The meta-analysis of 12 cross-sectional cohort studies by Godos (Godos et al., 2017) found that a Mediterranean diet whole diet approach was better for the treatment of metabolic syndrome than a restrictive diet that was limited based on food group quality and quantity. It compared the Mediterranean diet +nuts with the Mediterranean diet + extra virgin olive oil. This was shown further in the PREDIMED study which looked at the Mediterranean diet and the risk of metabolic syndrome. It initially aimed to look at the effects of a Mediterranean diet on cardiovascular disease (CVD) endpoints. Secondary (Martínez-González et al., 2015). analysis showed no effect. However, of the 3392 participants with metabolic syndrome at baseline, those on the 2 Mediterranean diets were more likely to have this reversed than those on the control diet (HR 1.28/1.35 (95% CI 1.08/1,15–1.51/1.58).
The PURE (Prospective Urban Rural Epidemiology) study of 112922 people (a large cohort size) across continents looked at the effects of dairy on metabolic syndrome (Dehghan et al., 2018). It found that a higher intake of dairy (at least 2 servings per day) reduced metabolic syndrome by 24% with a dose-response observed. Higher intakes of high-fat dairy with low-fat dairy, compared to low-fat dairy alone, were associated with a higher reduced risk of metabolic syndrome and improved metabolic control. This study, a limitation of which is that it is a cross-sectional study with potential for dietary recall error, emphasized the benefits of looking at whole foods, rather than individual food groups, for the treatment of obesity and metabolic syndrome and associated risk factors. Whole foods may contain bioactive compounds which may provide additional anti-inflammatory benefits for example which go beyond the simple macronutrient contents.

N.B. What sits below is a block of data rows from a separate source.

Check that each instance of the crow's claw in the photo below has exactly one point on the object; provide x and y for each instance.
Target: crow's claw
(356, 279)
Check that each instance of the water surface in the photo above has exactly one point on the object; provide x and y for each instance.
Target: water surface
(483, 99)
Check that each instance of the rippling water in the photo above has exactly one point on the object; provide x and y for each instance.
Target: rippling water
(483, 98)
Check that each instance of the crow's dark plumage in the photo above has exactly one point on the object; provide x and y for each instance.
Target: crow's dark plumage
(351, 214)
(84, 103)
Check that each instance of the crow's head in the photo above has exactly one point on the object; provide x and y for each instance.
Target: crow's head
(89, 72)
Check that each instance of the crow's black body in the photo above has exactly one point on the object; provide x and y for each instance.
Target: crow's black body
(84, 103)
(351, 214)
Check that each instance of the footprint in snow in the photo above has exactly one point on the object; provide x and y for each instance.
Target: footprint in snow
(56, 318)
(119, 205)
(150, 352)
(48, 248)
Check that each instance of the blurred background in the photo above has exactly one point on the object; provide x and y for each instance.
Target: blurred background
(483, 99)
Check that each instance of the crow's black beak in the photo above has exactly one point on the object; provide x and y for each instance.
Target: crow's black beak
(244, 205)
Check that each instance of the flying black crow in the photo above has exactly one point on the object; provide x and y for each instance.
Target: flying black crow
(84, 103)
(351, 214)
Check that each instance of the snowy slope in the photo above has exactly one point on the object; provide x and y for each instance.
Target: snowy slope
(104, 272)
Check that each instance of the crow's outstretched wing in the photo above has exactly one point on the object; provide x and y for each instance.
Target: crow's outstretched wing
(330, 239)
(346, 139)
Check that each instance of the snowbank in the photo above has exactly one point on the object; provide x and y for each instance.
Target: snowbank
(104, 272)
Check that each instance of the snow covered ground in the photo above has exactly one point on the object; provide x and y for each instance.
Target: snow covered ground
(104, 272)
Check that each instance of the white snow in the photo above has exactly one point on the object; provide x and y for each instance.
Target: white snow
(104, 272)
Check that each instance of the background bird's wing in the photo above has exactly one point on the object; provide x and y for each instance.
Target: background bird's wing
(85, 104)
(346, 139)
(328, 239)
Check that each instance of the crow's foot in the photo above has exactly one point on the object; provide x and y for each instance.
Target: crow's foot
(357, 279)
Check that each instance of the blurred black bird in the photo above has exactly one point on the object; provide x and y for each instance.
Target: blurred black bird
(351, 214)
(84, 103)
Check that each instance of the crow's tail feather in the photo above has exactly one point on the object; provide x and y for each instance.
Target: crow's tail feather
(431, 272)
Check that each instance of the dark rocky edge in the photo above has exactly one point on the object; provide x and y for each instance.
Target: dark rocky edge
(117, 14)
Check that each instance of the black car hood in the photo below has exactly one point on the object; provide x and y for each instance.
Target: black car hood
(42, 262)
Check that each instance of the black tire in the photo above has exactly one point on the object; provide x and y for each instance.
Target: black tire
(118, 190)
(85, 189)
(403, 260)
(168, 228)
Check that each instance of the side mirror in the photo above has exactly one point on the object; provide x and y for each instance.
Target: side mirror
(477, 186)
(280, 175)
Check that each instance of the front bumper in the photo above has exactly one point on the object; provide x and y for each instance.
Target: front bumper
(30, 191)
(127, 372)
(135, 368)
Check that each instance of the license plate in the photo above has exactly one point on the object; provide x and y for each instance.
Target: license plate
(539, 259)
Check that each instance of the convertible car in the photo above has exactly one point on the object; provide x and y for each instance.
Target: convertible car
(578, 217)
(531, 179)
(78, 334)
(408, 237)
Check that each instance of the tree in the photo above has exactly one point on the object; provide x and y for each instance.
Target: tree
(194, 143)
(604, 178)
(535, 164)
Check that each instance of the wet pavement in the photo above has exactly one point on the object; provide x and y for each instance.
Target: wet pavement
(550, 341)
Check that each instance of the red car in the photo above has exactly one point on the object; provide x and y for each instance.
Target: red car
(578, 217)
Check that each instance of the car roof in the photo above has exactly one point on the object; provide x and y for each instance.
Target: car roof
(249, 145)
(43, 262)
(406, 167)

Limitations in evidence lie in the fact that most of the studies are of a very short duration and so the long-term effects of remission to metabolic syndrome are not assessed. Additionally, the studies either have a small cohort size with potential for non-representation for a wider population, or are across geographic continents where differences in ethnicity, climate, culture and lifestyle behaviour potential confounders, are not observed. There is much further work that is needed to improve current scientific research study design.
Overall, it can be concluded based on current reputable scientific evidence from systematic meta-analysis reviews of RCT, that the best dietary interventions for metabolic syndrome and associated risk factors (including diabetes, cardiovascular disease and stroke risk) are those with holistic (whole diet and lifestyle) interventions with weight management and integrated dietary patterns such as in the Mediterranean diet and dash diet, whereas targeting specific parts of the diet and demonising them, such as fat and carbohydrate in isolation has less benefit. These diets have small effects which are probably seen after a longer duration.